The Shirehorses formed in 1994 with the original line-up of Marc and Scrawn. The band was started because the pair were a) bored and b) they had nothing better to put on the Graveyard Shift.

In the end, in order to provide a link, they decided to resurrect a feature from Hit The North and record a cover version of a popular song. The difference for the Radio One version being that it was on Radio One and not Radio Five, so people actually heard them do it this time.

In a flash of what some people may call inspiration, but what we'll call stupidity, Marc and Scrawn decided to change the lyrics a bit and call the band a 'silly name' for the sake of 'humour' and to make up for the lack of any real talent.
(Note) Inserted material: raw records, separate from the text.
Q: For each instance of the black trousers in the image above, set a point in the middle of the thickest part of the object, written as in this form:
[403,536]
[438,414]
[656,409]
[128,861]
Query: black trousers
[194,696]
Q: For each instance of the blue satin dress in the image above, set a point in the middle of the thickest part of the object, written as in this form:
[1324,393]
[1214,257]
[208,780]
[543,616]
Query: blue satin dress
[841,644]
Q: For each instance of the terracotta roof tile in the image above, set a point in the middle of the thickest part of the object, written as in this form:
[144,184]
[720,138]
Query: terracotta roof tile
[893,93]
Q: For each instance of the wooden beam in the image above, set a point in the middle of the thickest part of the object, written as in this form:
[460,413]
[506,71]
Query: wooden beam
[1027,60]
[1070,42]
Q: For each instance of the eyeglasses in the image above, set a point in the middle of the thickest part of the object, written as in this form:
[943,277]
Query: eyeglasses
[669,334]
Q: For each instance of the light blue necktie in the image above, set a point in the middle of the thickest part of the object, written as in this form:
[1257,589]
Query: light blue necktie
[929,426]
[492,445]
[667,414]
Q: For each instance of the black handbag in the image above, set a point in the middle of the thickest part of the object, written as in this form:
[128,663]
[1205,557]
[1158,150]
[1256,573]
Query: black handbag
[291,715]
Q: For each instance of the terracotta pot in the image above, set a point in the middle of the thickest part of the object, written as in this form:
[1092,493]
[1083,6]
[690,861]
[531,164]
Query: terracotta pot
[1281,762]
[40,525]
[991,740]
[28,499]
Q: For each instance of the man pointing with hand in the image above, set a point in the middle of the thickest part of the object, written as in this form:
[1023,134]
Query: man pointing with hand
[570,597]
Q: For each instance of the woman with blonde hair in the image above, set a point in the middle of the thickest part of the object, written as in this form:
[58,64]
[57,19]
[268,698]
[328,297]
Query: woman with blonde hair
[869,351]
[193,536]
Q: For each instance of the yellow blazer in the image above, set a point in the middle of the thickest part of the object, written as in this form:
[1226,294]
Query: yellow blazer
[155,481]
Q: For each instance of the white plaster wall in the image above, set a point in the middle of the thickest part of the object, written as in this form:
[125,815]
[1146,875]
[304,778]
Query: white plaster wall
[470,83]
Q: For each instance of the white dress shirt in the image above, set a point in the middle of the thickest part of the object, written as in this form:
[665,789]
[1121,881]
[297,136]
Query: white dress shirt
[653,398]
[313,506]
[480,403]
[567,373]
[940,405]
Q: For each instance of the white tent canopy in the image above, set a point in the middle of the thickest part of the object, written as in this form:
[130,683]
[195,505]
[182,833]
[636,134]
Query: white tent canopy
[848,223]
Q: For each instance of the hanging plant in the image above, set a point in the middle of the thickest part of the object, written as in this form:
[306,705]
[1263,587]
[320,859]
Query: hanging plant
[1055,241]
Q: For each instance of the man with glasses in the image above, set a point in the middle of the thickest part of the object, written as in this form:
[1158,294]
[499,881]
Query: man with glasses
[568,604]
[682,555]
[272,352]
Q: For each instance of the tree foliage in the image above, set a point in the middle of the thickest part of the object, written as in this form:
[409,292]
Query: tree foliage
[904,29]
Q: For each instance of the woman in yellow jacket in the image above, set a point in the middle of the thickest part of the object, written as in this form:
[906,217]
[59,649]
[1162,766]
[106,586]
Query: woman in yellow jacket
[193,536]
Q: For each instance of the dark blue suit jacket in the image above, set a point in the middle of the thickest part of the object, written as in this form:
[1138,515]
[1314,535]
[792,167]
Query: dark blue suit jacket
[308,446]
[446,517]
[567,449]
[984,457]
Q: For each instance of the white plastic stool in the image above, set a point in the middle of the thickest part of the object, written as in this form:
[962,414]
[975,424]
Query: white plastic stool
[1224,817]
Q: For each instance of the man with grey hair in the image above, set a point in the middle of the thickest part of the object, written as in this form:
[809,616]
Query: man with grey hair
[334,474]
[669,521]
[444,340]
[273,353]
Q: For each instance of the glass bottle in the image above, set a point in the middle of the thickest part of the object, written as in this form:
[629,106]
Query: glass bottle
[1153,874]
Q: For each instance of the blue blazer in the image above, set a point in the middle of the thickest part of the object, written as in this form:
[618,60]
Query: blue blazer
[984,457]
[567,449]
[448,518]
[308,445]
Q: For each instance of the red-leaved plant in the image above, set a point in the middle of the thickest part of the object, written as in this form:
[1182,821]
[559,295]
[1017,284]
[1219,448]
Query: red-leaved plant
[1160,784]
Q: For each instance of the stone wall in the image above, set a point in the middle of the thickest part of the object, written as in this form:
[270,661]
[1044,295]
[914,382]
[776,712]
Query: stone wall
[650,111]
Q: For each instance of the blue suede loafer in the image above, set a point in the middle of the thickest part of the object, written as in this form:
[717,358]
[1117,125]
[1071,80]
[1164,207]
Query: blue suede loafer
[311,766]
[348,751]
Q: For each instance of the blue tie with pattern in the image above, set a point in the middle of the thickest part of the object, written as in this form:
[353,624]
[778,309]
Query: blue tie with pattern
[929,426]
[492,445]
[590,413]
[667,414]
The forerunner to the Shirehorses was born. Unfortunately.

Even worse was the fact that Marc and Scrawn continued to be unable to think up anything witty to do on the Graveyard Shift and so continued to do create stupid songs, despite the fact that the pair has no musical talent whatsoever.

The move to the Breakfast Show didn't stem the flow of songs either. Such Graveyard delights as the Horse Brothers and Dick Cave And The Bad Cheese were joined by Gazeebo, Pantson and The Chemical Toilet Brothers. However, it was while the pair were gratuitously copying The Seahorses though, that the full line-up was finalised...
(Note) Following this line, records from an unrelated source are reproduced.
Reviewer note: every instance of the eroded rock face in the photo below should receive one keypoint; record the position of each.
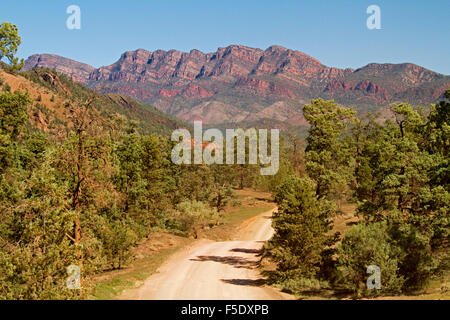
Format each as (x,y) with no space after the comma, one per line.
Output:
(239,77)
(77,71)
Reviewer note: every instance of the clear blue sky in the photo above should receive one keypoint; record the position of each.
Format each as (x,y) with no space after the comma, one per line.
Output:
(334,32)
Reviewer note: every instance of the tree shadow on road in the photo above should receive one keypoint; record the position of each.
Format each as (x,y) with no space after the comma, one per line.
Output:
(237,262)
(246,250)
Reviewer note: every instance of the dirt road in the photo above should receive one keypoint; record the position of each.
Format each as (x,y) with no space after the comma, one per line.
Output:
(214,270)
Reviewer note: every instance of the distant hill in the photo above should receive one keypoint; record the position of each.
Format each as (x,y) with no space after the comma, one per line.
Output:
(239,83)
(51,91)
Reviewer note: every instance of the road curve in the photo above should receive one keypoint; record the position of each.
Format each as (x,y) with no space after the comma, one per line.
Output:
(214,270)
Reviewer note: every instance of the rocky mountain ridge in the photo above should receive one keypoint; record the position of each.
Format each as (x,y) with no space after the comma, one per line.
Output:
(240,83)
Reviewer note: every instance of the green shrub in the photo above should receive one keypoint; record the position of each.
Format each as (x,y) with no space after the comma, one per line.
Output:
(6,88)
(192,216)
(365,245)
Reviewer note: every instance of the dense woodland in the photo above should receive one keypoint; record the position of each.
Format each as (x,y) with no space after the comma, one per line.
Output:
(87,195)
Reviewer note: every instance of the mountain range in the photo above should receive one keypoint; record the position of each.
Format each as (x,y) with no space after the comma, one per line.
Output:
(239,83)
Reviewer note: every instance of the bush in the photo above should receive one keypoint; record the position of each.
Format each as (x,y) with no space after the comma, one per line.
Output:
(365,245)
(192,216)
(6,88)
(301,227)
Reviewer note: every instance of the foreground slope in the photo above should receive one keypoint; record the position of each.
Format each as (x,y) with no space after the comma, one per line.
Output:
(51,91)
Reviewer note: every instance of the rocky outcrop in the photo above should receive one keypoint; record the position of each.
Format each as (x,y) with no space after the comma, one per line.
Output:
(239,78)
(76,70)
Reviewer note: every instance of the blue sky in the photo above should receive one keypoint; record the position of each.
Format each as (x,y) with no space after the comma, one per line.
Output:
(334,32)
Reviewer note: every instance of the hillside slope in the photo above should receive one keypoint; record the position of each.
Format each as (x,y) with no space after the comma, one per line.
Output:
(239,83)
(51,91)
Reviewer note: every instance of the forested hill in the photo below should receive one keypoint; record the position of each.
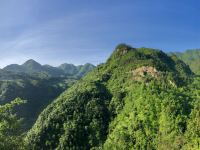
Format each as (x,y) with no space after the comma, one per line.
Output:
(139,99)
(192,58)
(33,67)
(37,84)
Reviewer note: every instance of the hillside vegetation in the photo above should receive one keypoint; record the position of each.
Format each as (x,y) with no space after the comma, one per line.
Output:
(139,99)
(37,84)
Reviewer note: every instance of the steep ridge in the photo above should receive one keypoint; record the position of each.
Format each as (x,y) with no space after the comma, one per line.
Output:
(111,108)
(37,84)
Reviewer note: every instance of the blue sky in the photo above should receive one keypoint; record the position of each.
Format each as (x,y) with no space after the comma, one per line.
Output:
(80,31)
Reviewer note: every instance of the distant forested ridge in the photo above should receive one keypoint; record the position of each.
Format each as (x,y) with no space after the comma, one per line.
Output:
(192,58)
(33,67)
(37,84)
(141,98)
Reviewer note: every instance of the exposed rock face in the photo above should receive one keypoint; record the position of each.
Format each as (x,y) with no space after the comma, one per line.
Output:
(144,71)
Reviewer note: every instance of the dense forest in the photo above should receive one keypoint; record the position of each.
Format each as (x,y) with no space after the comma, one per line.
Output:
(38,85)
(140,98)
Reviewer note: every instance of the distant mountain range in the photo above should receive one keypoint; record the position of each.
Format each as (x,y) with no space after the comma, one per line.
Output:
(141,98)
(38,84)
(33,67)
(191,58)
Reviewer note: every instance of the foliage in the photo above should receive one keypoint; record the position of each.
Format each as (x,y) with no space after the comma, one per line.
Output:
(109,109)
(11,136)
From the start the line-up had been Scrawn on drums and Marc on guitar. At random moments they had been joined by others, including Barnsley poet Ian McMillan (who appeared on the Edwin Bobbins track A Girl Like Your (Oh Yeah). But in 1997 things changed. The Shirehorses line-up included 'Chunky' Rhys Hughes (then producer of the Breakfast Show) and 'Chester's Dark Prince Of the Mandolin' (aka Christopher Lee, Radio One sound engineer) on bass, mandolins, pewter tankards and anything else the aspiring musicians could lay their hands on. Bigger line-up - same crap.

To Glastonbury, And Beyond!

It was about this time that the organise of the Glastonbury Festival, Michael Eavis, noticed that he was lacking a dodgy folk singer for the half ten slot on the first day of Glastonbury '97 and in sheer frustration about the lack of available bands, asked the Shirehorses to open the festival.
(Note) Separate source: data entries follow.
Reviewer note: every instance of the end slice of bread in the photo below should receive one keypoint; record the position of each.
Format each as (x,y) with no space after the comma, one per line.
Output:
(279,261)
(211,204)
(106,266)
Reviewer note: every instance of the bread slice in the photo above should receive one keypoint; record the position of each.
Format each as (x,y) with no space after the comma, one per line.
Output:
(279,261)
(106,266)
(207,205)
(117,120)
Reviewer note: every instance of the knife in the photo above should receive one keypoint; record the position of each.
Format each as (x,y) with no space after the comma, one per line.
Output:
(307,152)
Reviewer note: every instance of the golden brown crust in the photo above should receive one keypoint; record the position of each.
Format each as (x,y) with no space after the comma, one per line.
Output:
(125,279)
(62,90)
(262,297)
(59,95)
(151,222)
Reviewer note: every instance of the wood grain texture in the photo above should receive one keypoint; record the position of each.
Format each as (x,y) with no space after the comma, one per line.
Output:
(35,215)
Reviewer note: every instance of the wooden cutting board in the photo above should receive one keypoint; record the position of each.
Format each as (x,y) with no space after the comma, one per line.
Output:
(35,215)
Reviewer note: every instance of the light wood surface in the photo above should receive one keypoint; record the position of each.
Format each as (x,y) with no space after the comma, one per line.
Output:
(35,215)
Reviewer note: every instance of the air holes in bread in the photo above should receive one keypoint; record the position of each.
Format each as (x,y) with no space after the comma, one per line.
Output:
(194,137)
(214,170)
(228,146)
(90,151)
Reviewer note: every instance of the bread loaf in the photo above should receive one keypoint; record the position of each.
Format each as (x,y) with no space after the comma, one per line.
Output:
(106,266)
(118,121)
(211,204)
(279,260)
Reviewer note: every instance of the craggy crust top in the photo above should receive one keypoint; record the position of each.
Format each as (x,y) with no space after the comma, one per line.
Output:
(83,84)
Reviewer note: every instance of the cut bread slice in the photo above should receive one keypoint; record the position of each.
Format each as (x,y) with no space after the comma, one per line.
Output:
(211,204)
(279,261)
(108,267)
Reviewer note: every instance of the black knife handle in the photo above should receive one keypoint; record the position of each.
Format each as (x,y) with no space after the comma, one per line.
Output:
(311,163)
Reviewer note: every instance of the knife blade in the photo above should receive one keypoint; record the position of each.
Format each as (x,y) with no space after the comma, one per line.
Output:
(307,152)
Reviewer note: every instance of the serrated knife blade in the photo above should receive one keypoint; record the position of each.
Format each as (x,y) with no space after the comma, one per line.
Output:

Seeing that the band could draw in literally twenty three and a half people to Glastonbury inspired East West Records to offer the Shirehorses the chance to release an album of their 'greatest work' and in October 1997, The Worst Album In The World... Ever... EVER was released.

Unluckily the record company produced too many and the decision was made to release the album at the special bargain-bucker-no-it's-not-crap-it's-brill album price of about nine squid for the CD and about ten pence on tape.

However, the project seemed to cool enthusiasm to keep doing the covers at Radio One, and following Marc's move to the Afternoon Show and the departure of Rhys Hughes for pastures new (well the Simon Mayo show, later the Evening Session and then the Chris Moyles show) led to the previously near-constant influx of new songs, drying up. True, there have been a few songs lately, including a track from subliminal pop band Numbawamba, but the ice has certainly melted in the Shirehorses bargain wine bucket.

Shirehorses, Reborn

A drying up of the creative juices has shown that Marc Riley had to come up with better and more innovative features for his show, like the truly inspirational reading and commenting on things from the newspapers. However, the Horse came back every now and then, joined by newcomeer, Dick The Buttock Struttock, or Patrick as those who know him when he's not prancing around a stage in y-fronts, know him.

And there it could have ended, had it not been for that difficult second album.

14 May 2001 saw Oh Kid, Eh bit the streets, on Columbia records, which came after a major promotional tour consisting of a dizzying four dates in London, Manchester and two nights in Glasgow, where they even sold T-shirts!

It even beat The Worst Album... up the charts, beating the previous best of 27, by getting to 18.

But then, they're a covers band Jim, but not as we know it?